PCにアプリをインスト何やらやってとかを邪魔くさいと考える向きには、ネット回線やWifiさえ繋げれば見ることができるチューナレステレビの手軽さはあります。しかし、これが爆発的に売れて普及するかとなると、微妙です。スマホでも同じことが出来る筈ですし。
いずれにしても、NHKは見ないけれど、ネット動画や民放の配信は見たいという方々には朗報ですね。
>どこかのメーカーが先陣を切り、ハイエンド型のチューナーレステレビを・・
業務用ディスプレイ・テレビ[法人向け] ブラビア(SONY)
https://www.sony.jp/bravia-biz/gallery/
↑屋号を使って購入できる方(含む個人事業主)は、こちらの商品をどうぞ!
NHKの解約申請の書類の中にある「解約理由」に並んでいる項目のひとつに「アンテナの撤去」という項目があります。
ここにチェックを入れて郵送すれば解約ができますので、たとえ既存のTVでもアンテナがなければ、「受信設備」とはならず契約の義務はありません。
またワンセグやフルセグ搭載のカーナビであっても、フロントウインドウに貼り付けられているアンテナ線を剥がせば、同じく契約義務がなくなります。
ただ、NHKの事ですから、近い将来にはしれっとこの項目を削除して知らんぷりする様になると思います(聞かれた時だけアンテナ撤去でも可能と答える)。

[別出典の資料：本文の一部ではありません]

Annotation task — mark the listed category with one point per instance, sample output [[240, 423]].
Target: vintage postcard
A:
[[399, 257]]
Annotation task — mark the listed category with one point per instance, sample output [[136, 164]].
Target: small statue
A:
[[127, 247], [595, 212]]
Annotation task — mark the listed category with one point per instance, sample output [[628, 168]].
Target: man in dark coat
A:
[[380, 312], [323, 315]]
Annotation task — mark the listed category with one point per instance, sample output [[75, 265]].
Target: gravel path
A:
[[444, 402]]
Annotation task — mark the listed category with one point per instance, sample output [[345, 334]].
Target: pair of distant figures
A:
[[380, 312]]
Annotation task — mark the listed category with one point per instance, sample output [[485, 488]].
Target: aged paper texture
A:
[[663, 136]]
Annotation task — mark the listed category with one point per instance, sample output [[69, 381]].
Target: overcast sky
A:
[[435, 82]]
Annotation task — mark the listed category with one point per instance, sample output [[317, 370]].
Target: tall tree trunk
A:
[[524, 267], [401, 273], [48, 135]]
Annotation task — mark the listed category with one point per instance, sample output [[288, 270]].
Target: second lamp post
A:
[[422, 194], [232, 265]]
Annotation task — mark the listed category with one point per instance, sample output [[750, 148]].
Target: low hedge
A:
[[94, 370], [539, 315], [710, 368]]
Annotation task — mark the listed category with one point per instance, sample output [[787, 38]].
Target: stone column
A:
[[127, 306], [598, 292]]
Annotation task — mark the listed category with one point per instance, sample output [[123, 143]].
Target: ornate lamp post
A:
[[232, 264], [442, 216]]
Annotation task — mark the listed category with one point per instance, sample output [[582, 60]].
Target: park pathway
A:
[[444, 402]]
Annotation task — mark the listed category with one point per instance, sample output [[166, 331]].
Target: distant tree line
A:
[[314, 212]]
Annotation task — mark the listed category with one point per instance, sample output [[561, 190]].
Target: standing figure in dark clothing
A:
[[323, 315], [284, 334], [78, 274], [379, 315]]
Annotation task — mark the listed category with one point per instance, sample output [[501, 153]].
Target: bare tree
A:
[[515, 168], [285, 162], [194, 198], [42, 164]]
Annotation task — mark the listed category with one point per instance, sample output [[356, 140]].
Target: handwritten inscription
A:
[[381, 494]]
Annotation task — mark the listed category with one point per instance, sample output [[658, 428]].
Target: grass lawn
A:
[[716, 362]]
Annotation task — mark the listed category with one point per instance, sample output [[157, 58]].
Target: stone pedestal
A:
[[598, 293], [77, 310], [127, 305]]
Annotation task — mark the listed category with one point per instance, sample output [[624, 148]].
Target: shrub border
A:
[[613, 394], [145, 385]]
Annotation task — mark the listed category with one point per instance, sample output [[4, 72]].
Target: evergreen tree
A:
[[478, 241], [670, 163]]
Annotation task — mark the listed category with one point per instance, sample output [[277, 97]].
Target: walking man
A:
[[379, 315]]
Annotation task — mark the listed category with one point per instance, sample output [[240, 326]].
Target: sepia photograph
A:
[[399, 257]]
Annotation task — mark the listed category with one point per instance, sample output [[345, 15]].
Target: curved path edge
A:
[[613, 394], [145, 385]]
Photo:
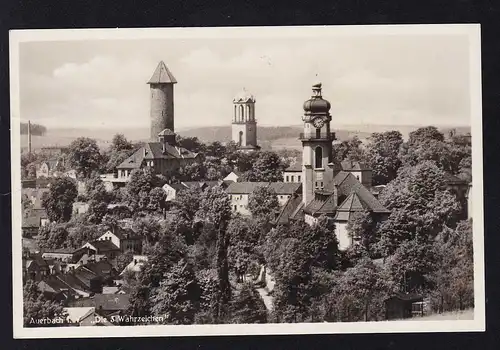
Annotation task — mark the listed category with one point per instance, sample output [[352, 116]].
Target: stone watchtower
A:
[[244, 125], [162, 100]]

民放は既にTVer限定番組とかやっているので、一部の地上波限定契約なコンテンツ以外は地デジより一杯見れるんですよねえ。放送カット部分とか
はるか昔、NHKの海外取材モノでどこかの自動車メーカーの車を使い、今で言うステマをして、製作をしていたNHKエンプラ21がお金をもらっていたと言う報道がありました。のちに会長になるエビジョンイル率いるエンプラはその他にも、NHK教育を使って素晴らしい収益事業を展開してましたね。たいていそこにはNHKから出向の形でプロデューサー職が来ていて仕切っていた。まあ、こんな歴史あるところですから、関連会社含めてお金の問題での事件は毎年、あるのが普通なのもわかります。最初は公共性という使命感があっても、本体がアレでは、オレたちは本体より待遇悪いんだから、本体並みにやって何が悪い、ってなるんでしょうな。子会社、関連会社の報道された不正データ集めた人がいて、それみたことあるけど、結構、ありますからね。マスコミ各社は、芸能事務所のことだけでなく、こちらも調べたら良いのに。